Weight-loss lessons learned the hard way

  • Kelly Coffey works out at her home in Northampton.

  • Coffey works out on the rings. GAZETTE STAFF/JERREY ROBERTS

  • Kelly Coffey works out at her home in Northampton, Tuesday. —GAZETTE STAFF/JERREY ROBERTS

  • Kelly Coffey works out at her home in Northampton, Tuesday. —GAZETTE STAFF/JERREY ROBERTS

  • At far left, Kelly Coffey before she was able to get her weight under control.

Staff Writer
Published: 8/16/2016 12:09:50 AM

Nearly every day Kelly Coffey, 36, of Northampton works fast as she lifts the heaviest weights she can handle, not counting the reps until she brings herself to failure — unable to move another weight.

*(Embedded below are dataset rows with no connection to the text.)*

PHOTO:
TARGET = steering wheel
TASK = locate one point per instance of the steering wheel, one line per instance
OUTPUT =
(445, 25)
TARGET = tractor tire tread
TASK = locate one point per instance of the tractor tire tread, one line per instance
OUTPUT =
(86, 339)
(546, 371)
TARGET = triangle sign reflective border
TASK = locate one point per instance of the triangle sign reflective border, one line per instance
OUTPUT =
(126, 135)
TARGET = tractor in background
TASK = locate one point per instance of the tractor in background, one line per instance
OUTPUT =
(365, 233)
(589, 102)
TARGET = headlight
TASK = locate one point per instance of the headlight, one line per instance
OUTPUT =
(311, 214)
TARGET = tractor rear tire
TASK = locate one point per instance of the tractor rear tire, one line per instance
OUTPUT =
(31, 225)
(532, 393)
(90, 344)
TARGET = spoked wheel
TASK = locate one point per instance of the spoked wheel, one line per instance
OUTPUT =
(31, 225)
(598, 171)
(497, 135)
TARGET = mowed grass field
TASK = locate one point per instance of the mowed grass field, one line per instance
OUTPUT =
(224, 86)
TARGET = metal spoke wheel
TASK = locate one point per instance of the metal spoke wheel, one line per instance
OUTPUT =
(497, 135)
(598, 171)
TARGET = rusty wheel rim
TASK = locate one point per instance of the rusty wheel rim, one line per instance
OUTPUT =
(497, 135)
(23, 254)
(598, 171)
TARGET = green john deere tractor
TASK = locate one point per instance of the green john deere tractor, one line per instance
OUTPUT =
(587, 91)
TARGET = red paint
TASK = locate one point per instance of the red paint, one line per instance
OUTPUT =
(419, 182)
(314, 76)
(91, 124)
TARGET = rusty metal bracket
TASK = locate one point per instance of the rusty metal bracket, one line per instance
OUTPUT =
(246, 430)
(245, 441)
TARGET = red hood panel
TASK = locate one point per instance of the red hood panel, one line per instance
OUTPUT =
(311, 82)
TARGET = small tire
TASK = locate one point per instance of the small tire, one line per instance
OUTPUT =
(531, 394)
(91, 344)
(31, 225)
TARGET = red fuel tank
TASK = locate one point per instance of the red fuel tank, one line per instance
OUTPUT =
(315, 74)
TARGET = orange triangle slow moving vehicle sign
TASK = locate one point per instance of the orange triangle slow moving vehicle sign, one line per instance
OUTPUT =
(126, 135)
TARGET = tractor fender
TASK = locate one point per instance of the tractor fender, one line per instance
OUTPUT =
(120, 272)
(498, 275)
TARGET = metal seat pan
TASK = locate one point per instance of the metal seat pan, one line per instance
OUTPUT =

That’s after meeting at 6 a.m. in her home gym each morning with clients she coaches through their workouts.

She is toned, healthy and beams with confidence. You would never know that just over a decade ago, at age 23, she was obese and in despair.

At 5-feet, 7-inches tall, Coffey weighed over 300 pounds and after having tried every diet she could find, she had turned to gastric bypass surgery — a sectioning off of her stomach to restrict her intake of food.

Battling weight had been a life-long struggle; she attended her first Weight Watchers class at age 5. Diabetes had crept up on her and her blood pressure was high for her age. She had to do something.

At first the surgery helped her shed 160 pounds within the first two years. But she learned soon enough that working on the mind is as important as focusing on the body when it comes to weight loss. She hadn’t changed bad eating habits and the weight started creeping back.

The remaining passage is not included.